Barangkali inilah ”keanekaragaman, keberbedaan, bahkan
kebertentangan, tetapi yang menyatu padu”. Liyan tidak pernah bisa dan tak
akan boleh diperlakukan sebagai obyek atau sasaran, karena, sebagaimana diri
sendiri atau aku, setiap liyan adalah subyek yang berkemandirian.

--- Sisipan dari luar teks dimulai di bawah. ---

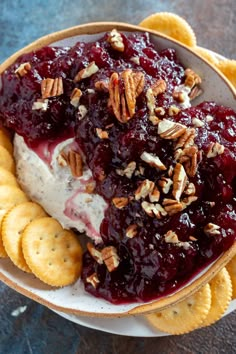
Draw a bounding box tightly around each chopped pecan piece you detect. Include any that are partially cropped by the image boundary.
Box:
[94,80,109,92]
[158,118,187,139]
[182,195,198,207]
[172,163,188,202]
[149,186,160,203]
[192,118,204,128]
[116,161,136,178]
[85,182,96,194]
[184,68,202,88]
[70,88,82,108]
[132,71,145,97]
[172,91,185,103]
[162,198,185,215]
[125,224,138,238]
[184,182,196,195]
[158,177,173,194]
[86,273,100,288]
[87,242,103,264]
[150,79,166,97]
[41,77,63,98]
[189,86,203,101]
[175,128,196,149]
[107,29,125,52]
[32,98,48,112]
[207,142,225,158]
[134,179,155,200]
[155,107,166,116]
[67,150,83,177]
[141,201,167,219]
[96,128,109,139]
[57,152,67,167]
[164,230,179,243]
[149,115,160,125]
[168,106,180,117]
[140,151,166,170]
[101,246,120,272]
[112,197,129,209]
[146,88,156,116]
[203,222,220,236]
[77,104,88,120]
[15,62,31,77]
[74,61,99,82]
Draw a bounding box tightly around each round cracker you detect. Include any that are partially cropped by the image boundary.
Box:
[22,217,82,286]
[2,202,46,272]
[0,184,28,257]
[0,145,16,173]
[201,268,232,327]
[0,129,13,154]
[226,256,236,299]
[146,284,211,334]
[139,12,197,47]
[192,47,219,65]
[217,59,236,87]
[0,167,19,187]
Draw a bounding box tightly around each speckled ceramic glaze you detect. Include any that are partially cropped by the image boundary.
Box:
[0,22,236,317]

Ada kalanya manusia sebegitu agresif, menyerang, ingin
memusnahkan liyan dan segala yang ada di luar dirinya. Mungkin inilah keadaan
kejiwaan yang oleh psikoanalis Melanie Klein (1932, 1934) disebut sebagai
posisi skizoid paranoid. Namun, wajarnya, sang manusia pun mampu bergeser ke
posisi lain, yang disebut posisi depresif. Dalam keadaan kejiwaan terakhir
itu, manusia menghayati rasa bersalah, ia mawas diri, dan karenanya jadi
bertanggung jawab dalam menggunakan kendara agresifnya.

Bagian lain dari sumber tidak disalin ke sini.